The Relationship Between Childhood TANF Cash Assistance Receipt and Young Adult Expectations
Bryan, Brielle E.
Thomas, Adam T.
This paper explores the relationship between childhood TANF cash assistance receipt and young adult expectations about success and future labor market outcomes. Two self-reported expectations measures are used to examine this relationship: chance of having one's most desired job at age 30 and chance of having enough money to support oneself comfortably by age 30. Data for this analysis are taken from the Panel Survey of Income Dynamics' 2007 Transition into Adulthood study, which collected information on time use, responsibilities, relationships, employment, income, education and career goals, expectations, health, outlook on life and psychosocial measures from 18 to 24 year olds who were no longer attending high school and were living with parents or other caretakers at the time of the survey. Ordered probit models controlling for sex, age, race/ethnicity, education, average family income during youth, householder education (and, if appropriate, spouse's education), mother's marital status at birth, number of children in the household, respondent's caretakers in 1997, region, and urbanicity are used to investigate the relationship between childhood TANF receipt and young adult expectations.

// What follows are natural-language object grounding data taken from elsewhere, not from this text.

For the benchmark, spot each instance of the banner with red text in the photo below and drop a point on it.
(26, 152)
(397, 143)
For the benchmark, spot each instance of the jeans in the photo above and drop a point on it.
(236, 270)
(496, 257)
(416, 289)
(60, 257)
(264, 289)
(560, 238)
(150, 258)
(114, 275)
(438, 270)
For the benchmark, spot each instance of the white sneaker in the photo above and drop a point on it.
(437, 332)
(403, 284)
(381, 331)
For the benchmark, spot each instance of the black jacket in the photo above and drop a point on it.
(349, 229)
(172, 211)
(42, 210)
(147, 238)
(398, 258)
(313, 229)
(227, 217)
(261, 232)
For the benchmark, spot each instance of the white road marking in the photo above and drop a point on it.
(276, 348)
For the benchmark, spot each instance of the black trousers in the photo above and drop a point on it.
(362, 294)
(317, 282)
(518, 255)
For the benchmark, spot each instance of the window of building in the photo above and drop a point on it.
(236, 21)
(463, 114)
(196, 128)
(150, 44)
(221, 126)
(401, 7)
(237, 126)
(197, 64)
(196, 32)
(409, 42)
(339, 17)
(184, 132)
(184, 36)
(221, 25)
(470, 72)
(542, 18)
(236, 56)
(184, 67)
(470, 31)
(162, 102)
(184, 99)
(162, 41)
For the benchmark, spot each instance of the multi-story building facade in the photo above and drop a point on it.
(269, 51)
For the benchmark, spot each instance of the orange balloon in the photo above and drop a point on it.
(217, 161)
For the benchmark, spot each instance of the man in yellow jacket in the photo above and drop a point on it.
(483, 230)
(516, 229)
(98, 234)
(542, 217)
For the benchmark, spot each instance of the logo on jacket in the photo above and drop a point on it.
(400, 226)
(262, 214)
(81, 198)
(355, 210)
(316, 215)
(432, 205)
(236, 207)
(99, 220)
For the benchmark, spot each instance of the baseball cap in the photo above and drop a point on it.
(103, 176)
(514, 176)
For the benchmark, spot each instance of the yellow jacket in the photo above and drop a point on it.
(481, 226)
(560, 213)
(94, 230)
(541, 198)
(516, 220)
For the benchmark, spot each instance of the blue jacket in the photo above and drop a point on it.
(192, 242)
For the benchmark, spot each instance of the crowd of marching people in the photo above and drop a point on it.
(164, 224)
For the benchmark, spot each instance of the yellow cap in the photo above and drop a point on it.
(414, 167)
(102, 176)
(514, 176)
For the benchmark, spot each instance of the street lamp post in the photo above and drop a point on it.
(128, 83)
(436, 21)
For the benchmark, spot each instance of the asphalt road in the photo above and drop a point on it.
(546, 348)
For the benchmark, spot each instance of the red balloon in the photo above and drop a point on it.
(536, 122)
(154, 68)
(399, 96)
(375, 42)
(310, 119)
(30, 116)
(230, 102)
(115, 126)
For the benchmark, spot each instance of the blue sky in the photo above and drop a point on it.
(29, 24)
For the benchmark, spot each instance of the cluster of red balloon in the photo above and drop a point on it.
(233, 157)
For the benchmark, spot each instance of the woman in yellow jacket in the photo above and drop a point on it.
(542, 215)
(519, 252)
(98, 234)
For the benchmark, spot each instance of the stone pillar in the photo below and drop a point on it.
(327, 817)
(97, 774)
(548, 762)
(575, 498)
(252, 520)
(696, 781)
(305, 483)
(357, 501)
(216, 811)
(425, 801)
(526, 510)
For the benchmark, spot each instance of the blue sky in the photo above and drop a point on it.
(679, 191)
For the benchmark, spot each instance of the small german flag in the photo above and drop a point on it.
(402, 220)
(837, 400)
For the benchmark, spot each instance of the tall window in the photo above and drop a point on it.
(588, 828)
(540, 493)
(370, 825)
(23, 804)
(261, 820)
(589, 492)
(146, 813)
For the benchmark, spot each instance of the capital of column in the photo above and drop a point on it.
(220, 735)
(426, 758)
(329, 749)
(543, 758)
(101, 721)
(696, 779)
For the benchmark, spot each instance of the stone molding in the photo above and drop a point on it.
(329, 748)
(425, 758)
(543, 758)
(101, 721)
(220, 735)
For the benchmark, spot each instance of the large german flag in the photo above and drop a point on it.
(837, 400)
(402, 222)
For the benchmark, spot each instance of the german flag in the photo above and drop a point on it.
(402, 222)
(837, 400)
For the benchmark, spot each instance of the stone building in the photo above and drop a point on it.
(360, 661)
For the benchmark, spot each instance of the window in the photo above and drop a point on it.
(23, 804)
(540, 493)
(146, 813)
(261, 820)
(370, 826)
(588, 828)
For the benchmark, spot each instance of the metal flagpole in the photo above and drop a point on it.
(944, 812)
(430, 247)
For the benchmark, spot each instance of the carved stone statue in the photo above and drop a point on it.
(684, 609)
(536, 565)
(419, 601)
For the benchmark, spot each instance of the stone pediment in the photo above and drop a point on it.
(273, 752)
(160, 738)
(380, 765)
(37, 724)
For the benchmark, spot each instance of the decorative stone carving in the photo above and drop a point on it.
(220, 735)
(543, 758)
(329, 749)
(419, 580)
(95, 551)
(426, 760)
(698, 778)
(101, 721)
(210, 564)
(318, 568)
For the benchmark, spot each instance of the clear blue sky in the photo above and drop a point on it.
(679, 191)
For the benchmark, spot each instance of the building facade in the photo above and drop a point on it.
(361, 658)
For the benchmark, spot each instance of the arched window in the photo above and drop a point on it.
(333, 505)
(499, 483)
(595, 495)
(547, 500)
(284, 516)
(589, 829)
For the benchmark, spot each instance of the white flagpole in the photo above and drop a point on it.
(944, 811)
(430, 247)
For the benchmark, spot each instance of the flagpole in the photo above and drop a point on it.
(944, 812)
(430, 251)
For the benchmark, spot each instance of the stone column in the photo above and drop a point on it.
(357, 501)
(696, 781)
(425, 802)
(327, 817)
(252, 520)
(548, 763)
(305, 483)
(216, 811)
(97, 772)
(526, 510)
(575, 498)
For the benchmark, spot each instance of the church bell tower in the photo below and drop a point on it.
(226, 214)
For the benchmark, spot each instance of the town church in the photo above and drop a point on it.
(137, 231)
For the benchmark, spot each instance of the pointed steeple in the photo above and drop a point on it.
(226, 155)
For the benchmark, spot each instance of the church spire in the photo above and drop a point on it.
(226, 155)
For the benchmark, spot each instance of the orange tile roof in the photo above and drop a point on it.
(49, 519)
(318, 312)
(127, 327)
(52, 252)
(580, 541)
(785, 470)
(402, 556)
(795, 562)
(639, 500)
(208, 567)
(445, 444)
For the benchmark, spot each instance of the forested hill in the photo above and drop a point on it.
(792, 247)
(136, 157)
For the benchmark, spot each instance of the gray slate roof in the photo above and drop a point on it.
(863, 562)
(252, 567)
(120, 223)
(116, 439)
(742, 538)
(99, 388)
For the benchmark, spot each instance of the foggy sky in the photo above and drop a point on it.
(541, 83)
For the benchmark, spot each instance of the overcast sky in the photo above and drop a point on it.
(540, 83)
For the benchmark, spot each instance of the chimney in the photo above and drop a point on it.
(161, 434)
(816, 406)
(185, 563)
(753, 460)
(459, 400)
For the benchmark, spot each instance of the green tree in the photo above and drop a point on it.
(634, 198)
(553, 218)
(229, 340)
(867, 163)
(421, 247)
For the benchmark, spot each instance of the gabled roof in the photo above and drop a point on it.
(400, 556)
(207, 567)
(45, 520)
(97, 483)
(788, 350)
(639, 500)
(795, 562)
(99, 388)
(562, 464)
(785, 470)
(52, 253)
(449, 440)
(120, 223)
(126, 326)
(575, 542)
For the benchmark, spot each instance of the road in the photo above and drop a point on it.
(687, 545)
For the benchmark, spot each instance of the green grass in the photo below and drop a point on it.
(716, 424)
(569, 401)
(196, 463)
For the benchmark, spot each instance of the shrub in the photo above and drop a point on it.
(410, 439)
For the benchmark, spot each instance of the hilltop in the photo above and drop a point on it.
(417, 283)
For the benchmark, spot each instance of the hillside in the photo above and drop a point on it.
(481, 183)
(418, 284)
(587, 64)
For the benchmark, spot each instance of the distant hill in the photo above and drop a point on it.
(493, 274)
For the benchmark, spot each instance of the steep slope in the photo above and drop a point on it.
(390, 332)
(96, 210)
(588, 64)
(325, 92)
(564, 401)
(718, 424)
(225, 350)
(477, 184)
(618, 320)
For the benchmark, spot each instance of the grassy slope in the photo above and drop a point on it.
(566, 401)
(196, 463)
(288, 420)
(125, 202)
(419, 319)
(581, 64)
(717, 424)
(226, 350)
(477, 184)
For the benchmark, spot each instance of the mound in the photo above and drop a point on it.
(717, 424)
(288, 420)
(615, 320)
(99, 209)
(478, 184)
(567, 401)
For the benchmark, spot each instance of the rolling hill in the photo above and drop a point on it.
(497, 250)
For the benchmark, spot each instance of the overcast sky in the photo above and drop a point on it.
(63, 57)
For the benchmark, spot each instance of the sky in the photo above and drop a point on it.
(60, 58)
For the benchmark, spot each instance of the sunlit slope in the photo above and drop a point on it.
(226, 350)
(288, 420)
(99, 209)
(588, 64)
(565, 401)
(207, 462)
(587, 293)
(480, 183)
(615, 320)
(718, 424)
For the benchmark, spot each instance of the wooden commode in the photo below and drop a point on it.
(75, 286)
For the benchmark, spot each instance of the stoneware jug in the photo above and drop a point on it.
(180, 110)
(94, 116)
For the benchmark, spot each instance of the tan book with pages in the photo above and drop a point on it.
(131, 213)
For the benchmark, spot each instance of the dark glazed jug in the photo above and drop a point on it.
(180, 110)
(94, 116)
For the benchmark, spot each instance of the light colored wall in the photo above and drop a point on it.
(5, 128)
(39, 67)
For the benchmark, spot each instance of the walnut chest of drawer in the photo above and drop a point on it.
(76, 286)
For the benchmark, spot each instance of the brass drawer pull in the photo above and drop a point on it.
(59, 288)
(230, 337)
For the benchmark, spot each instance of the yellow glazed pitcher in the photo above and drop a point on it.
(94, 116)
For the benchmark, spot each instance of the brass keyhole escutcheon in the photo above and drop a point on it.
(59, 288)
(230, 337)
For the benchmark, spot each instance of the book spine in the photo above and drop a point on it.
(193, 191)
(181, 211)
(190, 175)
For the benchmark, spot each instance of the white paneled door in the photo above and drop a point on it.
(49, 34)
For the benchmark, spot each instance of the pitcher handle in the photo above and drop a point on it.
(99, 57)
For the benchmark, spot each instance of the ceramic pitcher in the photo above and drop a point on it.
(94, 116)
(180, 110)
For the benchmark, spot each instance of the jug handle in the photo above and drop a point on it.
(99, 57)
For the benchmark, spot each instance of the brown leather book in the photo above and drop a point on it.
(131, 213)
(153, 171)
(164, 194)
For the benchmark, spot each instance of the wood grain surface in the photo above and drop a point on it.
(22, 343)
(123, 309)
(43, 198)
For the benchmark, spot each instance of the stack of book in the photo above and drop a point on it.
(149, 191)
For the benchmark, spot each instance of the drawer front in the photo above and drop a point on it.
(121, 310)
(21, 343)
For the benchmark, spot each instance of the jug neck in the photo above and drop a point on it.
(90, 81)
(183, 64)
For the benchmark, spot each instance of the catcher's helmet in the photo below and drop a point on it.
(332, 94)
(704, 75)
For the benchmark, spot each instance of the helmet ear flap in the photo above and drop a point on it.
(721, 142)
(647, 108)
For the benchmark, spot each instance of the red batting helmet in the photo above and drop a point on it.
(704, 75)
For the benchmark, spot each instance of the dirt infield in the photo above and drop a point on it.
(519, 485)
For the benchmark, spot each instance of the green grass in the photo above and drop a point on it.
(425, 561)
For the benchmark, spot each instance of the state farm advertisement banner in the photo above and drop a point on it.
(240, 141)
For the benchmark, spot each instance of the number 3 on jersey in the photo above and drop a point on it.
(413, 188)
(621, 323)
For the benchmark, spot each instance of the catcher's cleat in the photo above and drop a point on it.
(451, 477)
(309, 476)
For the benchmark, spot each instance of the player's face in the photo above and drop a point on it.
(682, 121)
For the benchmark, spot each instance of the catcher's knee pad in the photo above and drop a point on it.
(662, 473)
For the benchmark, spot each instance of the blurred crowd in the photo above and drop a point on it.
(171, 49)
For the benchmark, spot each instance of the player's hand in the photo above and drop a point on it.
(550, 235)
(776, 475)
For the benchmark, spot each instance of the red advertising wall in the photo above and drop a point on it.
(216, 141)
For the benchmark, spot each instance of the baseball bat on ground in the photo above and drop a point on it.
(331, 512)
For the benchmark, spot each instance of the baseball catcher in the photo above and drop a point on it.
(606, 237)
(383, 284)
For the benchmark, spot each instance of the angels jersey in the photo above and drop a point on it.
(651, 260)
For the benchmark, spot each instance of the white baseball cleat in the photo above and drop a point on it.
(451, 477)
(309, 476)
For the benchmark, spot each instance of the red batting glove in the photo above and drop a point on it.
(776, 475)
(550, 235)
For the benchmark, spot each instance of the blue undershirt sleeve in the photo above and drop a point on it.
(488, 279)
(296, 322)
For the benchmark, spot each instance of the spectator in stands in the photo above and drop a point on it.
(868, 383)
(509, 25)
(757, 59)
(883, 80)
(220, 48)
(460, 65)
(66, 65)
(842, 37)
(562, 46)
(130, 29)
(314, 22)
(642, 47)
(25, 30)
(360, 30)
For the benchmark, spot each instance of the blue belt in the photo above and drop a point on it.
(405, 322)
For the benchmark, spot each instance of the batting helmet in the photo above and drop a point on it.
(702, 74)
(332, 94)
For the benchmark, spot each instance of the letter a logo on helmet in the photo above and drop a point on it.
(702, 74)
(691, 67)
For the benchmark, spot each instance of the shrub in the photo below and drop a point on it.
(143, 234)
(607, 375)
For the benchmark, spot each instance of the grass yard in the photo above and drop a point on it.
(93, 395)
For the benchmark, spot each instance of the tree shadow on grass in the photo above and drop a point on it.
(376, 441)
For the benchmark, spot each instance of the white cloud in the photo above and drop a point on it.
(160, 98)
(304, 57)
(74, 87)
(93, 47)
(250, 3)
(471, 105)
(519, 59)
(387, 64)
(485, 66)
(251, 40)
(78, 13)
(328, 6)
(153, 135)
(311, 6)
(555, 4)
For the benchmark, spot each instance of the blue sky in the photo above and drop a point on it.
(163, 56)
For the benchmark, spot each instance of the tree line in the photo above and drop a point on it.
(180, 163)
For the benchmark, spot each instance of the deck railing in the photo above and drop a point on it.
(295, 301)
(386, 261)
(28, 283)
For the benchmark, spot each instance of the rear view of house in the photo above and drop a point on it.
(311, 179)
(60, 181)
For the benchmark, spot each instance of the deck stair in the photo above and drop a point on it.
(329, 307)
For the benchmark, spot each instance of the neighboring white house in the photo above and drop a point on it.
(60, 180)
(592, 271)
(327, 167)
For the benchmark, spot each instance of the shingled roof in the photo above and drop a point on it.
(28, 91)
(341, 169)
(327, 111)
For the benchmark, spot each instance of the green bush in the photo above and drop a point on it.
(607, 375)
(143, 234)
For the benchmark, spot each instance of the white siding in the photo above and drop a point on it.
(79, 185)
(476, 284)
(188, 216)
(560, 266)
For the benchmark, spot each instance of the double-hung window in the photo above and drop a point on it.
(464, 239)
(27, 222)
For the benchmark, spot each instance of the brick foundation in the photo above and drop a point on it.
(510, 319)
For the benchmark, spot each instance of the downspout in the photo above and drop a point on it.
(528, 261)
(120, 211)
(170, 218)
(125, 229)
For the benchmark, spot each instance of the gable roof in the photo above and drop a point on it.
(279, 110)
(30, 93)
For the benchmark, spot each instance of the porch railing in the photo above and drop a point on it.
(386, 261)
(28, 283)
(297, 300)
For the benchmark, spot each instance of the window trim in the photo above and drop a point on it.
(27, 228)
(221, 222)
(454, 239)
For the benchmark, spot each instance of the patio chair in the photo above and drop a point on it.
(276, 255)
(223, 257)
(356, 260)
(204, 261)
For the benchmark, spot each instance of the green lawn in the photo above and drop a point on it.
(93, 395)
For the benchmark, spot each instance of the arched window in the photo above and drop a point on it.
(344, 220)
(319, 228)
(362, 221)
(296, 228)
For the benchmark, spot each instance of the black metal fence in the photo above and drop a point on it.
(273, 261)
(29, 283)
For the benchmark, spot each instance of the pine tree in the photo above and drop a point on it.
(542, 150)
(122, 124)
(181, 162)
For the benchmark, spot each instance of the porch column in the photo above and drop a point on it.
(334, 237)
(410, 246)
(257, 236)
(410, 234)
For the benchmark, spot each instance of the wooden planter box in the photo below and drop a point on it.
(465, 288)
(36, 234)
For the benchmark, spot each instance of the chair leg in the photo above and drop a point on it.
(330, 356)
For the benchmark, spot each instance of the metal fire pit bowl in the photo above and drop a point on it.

Propensity score analysis is also used to control for bias in the estimates caused by unequal probabilities of selection into the treatment group (TANF cash assistance receipt). While the analysis shows a negative correlation between TANF cash assistance receipt and young adult expectations, the relationship is not statistically significant, which may be relevant and reassuring to policymakers to the extent that there is concern over a culture of despair surrounding welfare receipt. Additionally, significant findings in the control variables - in particular the finding that young women have higher expectations for obtaining the jobs they most want but lower expectations for having enough money to support themselves comfortably by age 30 than young men - suggest potentially interesting topics for future research.